Só paramos quando as gêmeas voltaram para o quarto, porque Brige ainda julgava isso uma “missão secreta”

Não que ela fosse cair em silêncio sobre isso por muito tempo, mesmo que o almoço do dia seguinte ganhasse atenções diferentes...

- Vocês viram as “visitas”? – Brige fez aspas no ar, quanto se sentava junto a mim e Cherrie.

- Difícil não ver. – Cherrie resmungou. – Parece que eles foram mais rápidos do que prevíamos.

Observamos as figuras que nos observavam. Não especificamente nós, mas todos os alunos. Claro, esses que obviamente reconheciam essas pessoas, já que estudávamos sobre elas também.

Uma fada sorridente (como todas as fadas, dã) de cabelos grisalhos e curtos, repicados em todas as direções, com asas grandes e brilhosas e olhos em rosa – choque, era Celeste Beumonte. Ao lado, um bruxo de olhos e cabelos tão negros quanto a enorme ônix que trazia no anel em seus dedos, Alexandre Sato junto a Felícia Diaz, alta ruiva e com um colar de Alexandrite.

E mais afastado, Pietro Pellegrini.

- Os representantes precisarão vir... – Repeti baixinho. – Chegaram.

- Mas tantos assim... – Ouvi Cherrie.

Suspirei... Mas minha atenção foi desviada a um novo alguém que entrava no refeitório, com o uniforme do instituto.

- Não. Pode. Ser. – Falei pausadamente olhando Amélia Pellegrini.

- O que? – Cherrie e Brige perguntaram.

- Lia Pllegrini, vai estudar aqui?! –Arregalei meus olhos, incrível, varias pessoas já começavam a formar um círculo de conversas ao redor dela.

- Lia, irmã de Pietro? Nem sabia que ela era envolvida com política. – Cherrie resmungou.

- Não se envolve. – Reclamei.

- Calma Gabs, até que Lia parece ser legal. – Brige sorriu.

- Ela é ex do Bem. – Reclamei de novo.

- Ela é uma vadia. - Brige reformulou e me fez rir.

Bom, você sabe. Acho que esse é o talento de Brige.

- Olha, vamos esquecer Lia Pellegrini e nos concentrar na nossa missão. – A ruiva ficou séria.

- Qual o novo plano? – Indaguei.

- Não tenho a mínima ideia... Nem o Google m deu uma resposta útil. – Brige revirou os olhos.

- Sobre isso... Eu acho que sei o que podemos fazer. – Cherrie interrompeu.

- Diga!

- Olha, eu nem sei se vai dar certo. Na verdade acho que não vai ajudar me nada, mas como estamos dando voltas e voltas sem saber...

- Cherrie, desembucha! – Brige quase gritou, e depois tampou a própria boca e fez uma careta engraçada. – Fale! - Ela completou.

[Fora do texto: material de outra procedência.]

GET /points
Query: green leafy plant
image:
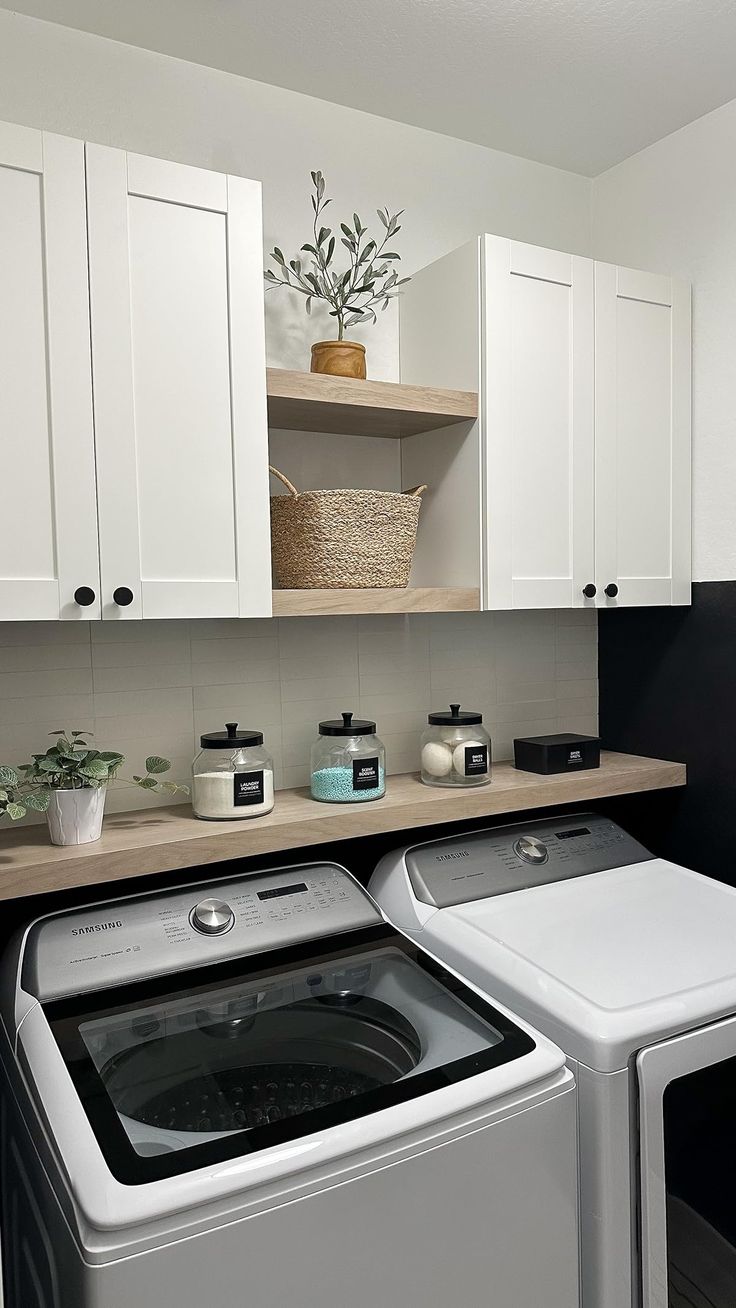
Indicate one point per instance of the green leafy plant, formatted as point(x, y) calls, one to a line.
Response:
point(71, 763)
point(369, 281)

- Eu estive pensando. Uma de nossas “pistas” é a minha visão. – Ela desenhou as aspas no ar, como Brige havia feito antes - Então, olha. Eu já disse que provavelmente vai dar errado, mas eu pensei que talvez...

- Cherrie, fale! – Dessa vez fui eu quem pediu.

-Eu acho que podemos tentar invocar o espírito do morto que falou comigo.